Si vous parvenez à obtenir la mise en place d’une limitation à un mandat présidentiel, renouvelable une fois, la question de son application à l’actuel chef de l’État se posera…
Il sera évidemment difficile de ne pas aborder cette question. Nous en discuterons certainement le cas échéant. Nous pourrions par exemple considérer que la nouvelle mesure ne concernerait que son mandat actuel et envisager qu’il puisse se représenter en 2023 pour une prolongation de cinq ou sept ans.
Nous devons débattre en nous détachant du cas d’Ali Bongo Ondimba
Les législatives sont également au cœur des débats. On parle beaucoup d’un redécoupage des circonscriptions électorales. Y êtes-vous favorable ?
Oui, l’actuel découpage pose beaucoup de problèmes. Les zones urbaines ne sont pas suffisamment représentées. Une des possibilités serait de passer de 120 à 150 députés par exemple. En contrepartie, nous baisserions le nombre de sénateurs. La charge globale du Parlement resterait donc la même pour l’État.
Il faudra donc reporter ces législatives, qui étaient prévues en juillet prochain ?

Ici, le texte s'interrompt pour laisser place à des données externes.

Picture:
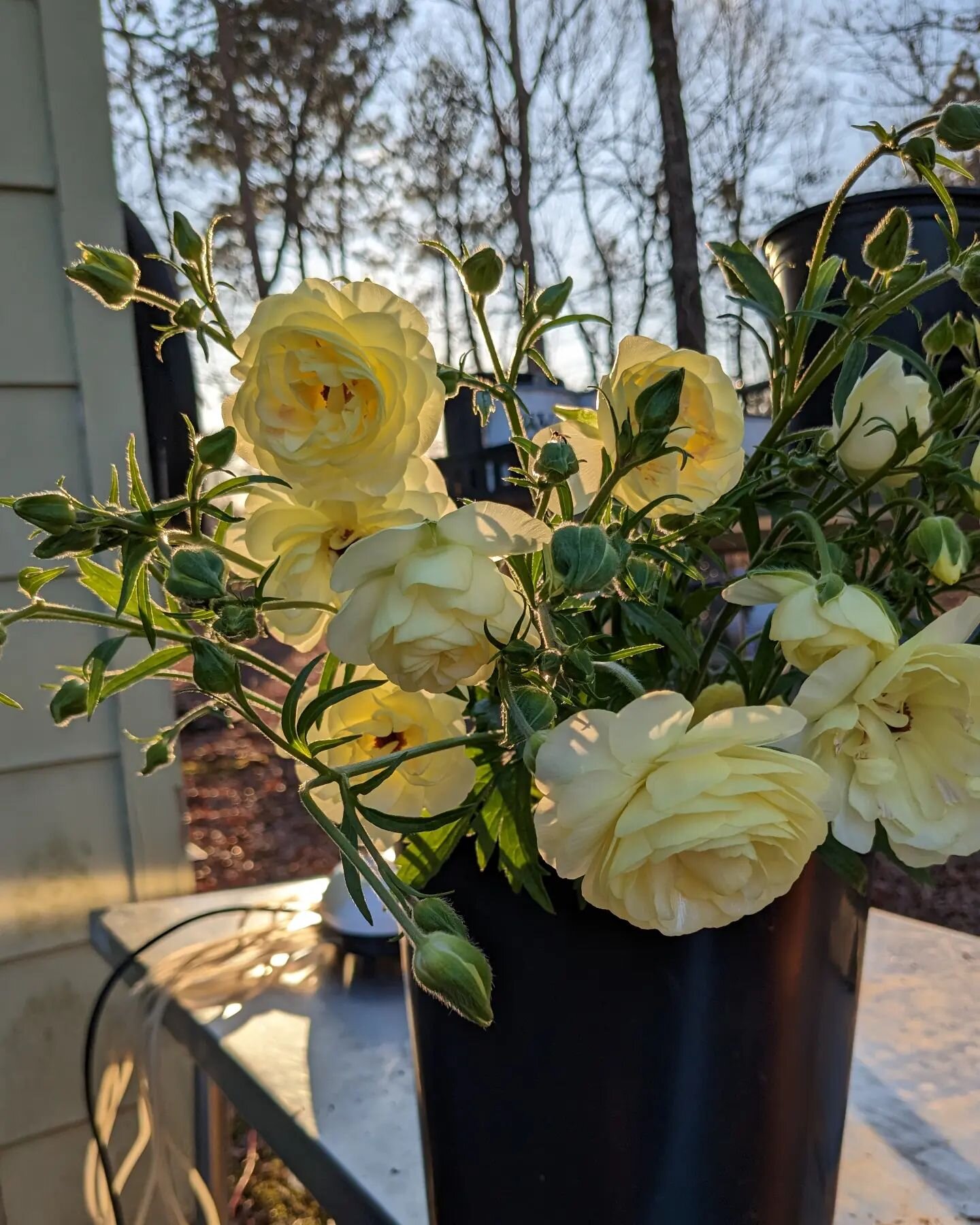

La loi dit en effet qu’on ne peut pas organiser un scrutin l’année d’un redécoupage électoral. Ce qui veut dire que, si le dialogue est un succès, elles ne pourront effectivement pas se tenir en 2017. Je pense que l’on peut légitimement envisager de coupler les législatives avec les locales, qui doivent avoir lieu en novembre et décembre de l’année prochaine. De plus, ce faisant, l’État ferait des économies.
Vous êtes extrêmement critiqué pour votre participation à ce dialogue, notamment par le camp de Jean Ping, qui estime que vous faites le jeu d’Ali Bongo Ondimba. Que répondez-vous ?
Nous avons choisi deux voies différentes et je ne veux pas trop m’exprimer sur sa stratégie. De mon côté, j’ai fait le pari de croire que l’on pouvait obtenir des avancées importantes en participant au dialogue. Je crois également que cet événement fera émerger de nouveaux leaders et que cela favorisera l’émergence d’une nouvelle génération. Je suis persuadé qu’à un moment, le peuple sera reconnaissant envers ceux qui ont fait le « sale boulot ».
Va-t-on vers un gouvernement d’union nationale au Gabon ?
Je pense effectivement que c’est la suite logique du dialogue. L’opposition ne gagnera peut-être pas des ministères clés, mais il peut y avoir des ouvertures à l’Intérieur et à la Justice, avec des portefeuilles de délégués chargés de suivre la mise en application des décisions du dialogue.